Abdo v Fairfield City Council; Tony and Janet Partners Pty Ltd v Fairfield City Council; Abdo v Fairfield City Council

Case

[2012] NSWLEC 233

17 October 2012


Land and Environment Court


New South Wales

Medium Neutral Citation: Abdo v Fairfield City Council; Tony & Janet Partners Pty Ltd v Fairfield City Council; Abdo v Fairfield City Council [2012] NSWLEC 233
Hearing dates:17 October 2012
Decision date: 17 October 2012
Jurisdiction:Class 1
Before: Sheahan J
Decision:

1. That contention 1 of the respondent's Statement of Facts and Contentions be listed for determination as a preliminary point of law in advance of the section 34 conciliation conference listed on 7 and 8 November 2012, if possible.

2. Costs to be costs in the cause.

Catchwords: PRACTICE AND PROCEDURE: should there be a hearing of a separate question before there is any hearing on the merits
Legislation Cited: Fairfield Local Environmental Plan
Cases Cited:

Chehade v Bankstown City Council [2012] NSWLEC 221

Fobitu Pty Ltd v Marrickville Council [2012] NSWLEC 81
Category:Procedural and other rulings
Parties: Fouad Abdo (Applicant 1 & 3)
Tony & Janet Partners Pty Ltd (Applicant 2)
Fairfield City Council (Respondent)
Representation: Mr C R Ireland, barrister (Applicants)
Ms J McCullan, solicitor (Respondent)
Maddocks Lawyers (Applicants)
Marsdens Law Group (Respondent)
File Number(s):10877 of 2012 10878 of 2012 10879 of 2012

Judgment

  1. This is a referral to me as Duty Judge from the Registrar of a Notice of Motion ('NOM') returnable today.
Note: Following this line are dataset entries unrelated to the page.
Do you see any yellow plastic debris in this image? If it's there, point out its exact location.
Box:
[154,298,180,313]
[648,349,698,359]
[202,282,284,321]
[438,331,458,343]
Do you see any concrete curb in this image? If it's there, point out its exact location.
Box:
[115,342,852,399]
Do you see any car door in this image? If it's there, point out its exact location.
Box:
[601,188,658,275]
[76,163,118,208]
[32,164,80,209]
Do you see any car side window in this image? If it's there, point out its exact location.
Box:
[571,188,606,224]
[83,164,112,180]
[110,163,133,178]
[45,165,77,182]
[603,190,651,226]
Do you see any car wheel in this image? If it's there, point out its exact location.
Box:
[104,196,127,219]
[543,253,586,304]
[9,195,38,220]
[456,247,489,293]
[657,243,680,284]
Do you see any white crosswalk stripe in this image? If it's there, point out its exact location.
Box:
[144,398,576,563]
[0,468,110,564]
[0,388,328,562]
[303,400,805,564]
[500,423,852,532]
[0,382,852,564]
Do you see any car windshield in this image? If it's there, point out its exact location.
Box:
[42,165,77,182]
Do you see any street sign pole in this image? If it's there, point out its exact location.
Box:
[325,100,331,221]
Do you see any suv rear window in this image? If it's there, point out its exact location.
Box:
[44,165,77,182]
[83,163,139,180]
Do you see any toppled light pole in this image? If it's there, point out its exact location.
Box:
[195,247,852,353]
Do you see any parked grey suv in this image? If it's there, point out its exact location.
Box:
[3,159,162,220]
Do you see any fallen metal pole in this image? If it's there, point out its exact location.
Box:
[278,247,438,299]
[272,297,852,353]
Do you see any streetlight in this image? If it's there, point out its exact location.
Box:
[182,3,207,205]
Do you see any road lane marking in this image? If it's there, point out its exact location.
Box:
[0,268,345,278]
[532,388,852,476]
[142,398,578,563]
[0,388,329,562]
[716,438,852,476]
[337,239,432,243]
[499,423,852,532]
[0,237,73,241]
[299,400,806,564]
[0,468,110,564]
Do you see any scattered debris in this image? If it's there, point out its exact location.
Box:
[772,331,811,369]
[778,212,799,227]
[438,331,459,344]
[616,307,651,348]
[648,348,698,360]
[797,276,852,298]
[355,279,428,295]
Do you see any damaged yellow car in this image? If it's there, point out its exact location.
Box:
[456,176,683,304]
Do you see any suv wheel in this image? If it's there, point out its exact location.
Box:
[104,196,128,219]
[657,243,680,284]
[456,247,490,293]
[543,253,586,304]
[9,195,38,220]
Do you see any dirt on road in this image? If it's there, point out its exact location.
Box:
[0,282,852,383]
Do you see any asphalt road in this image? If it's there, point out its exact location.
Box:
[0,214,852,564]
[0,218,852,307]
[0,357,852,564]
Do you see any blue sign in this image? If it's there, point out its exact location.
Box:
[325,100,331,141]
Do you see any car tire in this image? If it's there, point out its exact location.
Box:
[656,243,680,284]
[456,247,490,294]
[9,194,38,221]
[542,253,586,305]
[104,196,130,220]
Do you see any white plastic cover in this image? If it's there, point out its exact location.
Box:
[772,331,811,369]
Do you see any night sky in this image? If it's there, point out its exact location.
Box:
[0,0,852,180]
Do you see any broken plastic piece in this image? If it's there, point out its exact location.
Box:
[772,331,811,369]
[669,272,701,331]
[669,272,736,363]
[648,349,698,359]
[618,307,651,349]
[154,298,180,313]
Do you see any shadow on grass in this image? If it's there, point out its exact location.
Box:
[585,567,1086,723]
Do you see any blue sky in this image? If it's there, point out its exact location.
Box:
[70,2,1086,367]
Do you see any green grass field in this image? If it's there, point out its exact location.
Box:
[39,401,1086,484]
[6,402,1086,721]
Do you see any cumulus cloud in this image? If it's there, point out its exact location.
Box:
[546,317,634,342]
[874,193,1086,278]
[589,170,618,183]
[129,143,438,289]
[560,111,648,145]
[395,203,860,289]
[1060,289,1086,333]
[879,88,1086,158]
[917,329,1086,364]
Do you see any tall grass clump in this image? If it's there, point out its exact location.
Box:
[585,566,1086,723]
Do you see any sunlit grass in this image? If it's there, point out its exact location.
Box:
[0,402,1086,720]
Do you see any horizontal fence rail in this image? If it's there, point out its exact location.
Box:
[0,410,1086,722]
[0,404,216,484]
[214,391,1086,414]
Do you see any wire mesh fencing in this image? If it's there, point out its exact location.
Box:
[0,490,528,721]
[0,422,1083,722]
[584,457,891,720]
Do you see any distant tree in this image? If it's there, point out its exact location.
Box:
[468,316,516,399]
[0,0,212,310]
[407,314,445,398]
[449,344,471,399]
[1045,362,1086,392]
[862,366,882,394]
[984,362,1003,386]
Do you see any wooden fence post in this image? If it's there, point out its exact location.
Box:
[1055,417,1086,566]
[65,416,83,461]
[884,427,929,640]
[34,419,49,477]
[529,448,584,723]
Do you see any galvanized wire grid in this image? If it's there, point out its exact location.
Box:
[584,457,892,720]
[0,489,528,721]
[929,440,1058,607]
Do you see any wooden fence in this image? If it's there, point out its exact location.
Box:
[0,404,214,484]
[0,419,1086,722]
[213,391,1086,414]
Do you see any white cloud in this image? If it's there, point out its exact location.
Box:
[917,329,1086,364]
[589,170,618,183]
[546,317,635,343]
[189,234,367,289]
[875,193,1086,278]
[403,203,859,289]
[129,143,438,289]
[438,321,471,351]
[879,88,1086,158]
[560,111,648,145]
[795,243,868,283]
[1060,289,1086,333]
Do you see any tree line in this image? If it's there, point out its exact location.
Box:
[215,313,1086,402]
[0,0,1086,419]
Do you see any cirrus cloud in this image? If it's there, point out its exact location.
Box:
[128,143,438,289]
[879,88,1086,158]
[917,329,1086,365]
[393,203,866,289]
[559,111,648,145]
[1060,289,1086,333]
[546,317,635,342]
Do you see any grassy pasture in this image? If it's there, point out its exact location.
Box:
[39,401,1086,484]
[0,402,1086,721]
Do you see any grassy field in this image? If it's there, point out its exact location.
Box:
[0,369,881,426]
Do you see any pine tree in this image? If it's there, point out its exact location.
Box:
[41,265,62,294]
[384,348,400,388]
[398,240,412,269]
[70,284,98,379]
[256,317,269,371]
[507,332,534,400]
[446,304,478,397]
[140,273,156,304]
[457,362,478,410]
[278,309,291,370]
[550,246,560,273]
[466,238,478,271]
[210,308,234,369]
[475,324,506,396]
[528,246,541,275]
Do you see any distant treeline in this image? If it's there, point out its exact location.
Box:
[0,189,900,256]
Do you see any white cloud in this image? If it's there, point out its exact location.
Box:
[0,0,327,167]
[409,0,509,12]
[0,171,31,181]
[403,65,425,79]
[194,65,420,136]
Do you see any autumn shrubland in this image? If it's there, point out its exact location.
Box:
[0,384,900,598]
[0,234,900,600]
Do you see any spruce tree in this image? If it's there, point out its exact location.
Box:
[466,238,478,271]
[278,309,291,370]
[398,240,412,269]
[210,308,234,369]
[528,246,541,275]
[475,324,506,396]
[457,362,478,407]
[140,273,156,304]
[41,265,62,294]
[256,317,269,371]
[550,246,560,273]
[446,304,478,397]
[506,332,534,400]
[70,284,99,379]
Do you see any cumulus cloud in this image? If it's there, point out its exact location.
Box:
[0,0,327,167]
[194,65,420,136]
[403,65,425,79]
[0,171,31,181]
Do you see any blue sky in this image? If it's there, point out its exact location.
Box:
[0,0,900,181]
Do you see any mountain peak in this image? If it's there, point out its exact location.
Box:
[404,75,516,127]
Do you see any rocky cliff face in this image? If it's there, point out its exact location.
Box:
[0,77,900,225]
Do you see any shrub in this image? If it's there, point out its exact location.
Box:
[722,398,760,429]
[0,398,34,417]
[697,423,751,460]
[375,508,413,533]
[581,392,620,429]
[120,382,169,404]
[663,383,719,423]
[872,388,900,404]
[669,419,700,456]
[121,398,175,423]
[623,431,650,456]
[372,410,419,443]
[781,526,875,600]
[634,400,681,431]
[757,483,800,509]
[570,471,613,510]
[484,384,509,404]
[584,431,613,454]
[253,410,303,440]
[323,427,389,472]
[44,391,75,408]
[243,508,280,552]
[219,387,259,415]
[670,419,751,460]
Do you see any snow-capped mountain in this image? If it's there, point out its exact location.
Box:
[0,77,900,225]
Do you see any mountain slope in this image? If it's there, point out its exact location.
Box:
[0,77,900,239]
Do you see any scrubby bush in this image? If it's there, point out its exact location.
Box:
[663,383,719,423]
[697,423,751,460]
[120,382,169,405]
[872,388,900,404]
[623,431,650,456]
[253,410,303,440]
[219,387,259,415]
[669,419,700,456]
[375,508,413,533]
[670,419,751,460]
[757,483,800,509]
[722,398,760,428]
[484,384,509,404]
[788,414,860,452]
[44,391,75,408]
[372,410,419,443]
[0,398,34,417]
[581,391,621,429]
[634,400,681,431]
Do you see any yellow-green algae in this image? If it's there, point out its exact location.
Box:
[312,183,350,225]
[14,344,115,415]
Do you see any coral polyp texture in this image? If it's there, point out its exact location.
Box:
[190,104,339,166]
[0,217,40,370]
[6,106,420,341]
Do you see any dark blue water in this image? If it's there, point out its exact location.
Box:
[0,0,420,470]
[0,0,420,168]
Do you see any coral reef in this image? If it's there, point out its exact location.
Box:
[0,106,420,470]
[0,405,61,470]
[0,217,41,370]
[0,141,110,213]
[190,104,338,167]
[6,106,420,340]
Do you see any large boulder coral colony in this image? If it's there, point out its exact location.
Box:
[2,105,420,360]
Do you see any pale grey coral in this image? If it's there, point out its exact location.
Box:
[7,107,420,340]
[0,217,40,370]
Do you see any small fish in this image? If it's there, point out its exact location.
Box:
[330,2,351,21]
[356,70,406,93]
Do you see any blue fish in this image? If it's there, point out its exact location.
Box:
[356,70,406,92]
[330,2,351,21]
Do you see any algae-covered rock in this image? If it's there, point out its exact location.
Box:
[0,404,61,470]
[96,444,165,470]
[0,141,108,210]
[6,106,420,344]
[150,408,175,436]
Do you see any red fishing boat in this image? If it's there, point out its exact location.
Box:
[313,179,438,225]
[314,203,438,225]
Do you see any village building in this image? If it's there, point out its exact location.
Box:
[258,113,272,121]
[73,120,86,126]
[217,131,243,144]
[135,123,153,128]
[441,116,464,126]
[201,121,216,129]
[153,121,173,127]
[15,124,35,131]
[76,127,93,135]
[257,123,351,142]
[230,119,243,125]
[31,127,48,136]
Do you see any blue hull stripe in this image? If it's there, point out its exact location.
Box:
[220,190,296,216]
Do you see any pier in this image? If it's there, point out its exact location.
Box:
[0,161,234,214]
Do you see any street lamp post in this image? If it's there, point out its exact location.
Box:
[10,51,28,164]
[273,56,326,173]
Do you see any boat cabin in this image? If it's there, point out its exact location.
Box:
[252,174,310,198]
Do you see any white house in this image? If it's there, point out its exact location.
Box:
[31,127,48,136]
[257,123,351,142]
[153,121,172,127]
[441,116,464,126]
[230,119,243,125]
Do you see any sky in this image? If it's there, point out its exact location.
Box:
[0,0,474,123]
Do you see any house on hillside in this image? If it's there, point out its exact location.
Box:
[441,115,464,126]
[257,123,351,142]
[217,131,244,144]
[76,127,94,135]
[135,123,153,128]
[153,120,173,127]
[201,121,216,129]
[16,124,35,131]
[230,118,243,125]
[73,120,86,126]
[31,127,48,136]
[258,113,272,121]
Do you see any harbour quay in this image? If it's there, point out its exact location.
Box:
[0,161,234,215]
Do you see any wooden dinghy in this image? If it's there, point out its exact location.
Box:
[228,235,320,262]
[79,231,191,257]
  1. These three Class 1 appeals are travelling together, and concern related proposals for development of boarding houses in Fairfield Council's area.

  1. On 25 September they were listed, with the parties' agreement, for site inspections and preliminary conferences under s 34 on 7 - 8 November, and further directions on 13 November.

  1. However, on 21 September Council's identical statements of facts and contentions had been filed in each matter, and Contention 1 squarely raises the argument that the proposals are prohibited, on one or possibly two grounds - they are either prohibited by the terms of the relevant Local Environmental Plan ('LEP'), and/or as a result of correctly testing the provisions of the LEP for equivalence with the model provisions. Each limb of that contention is particularised.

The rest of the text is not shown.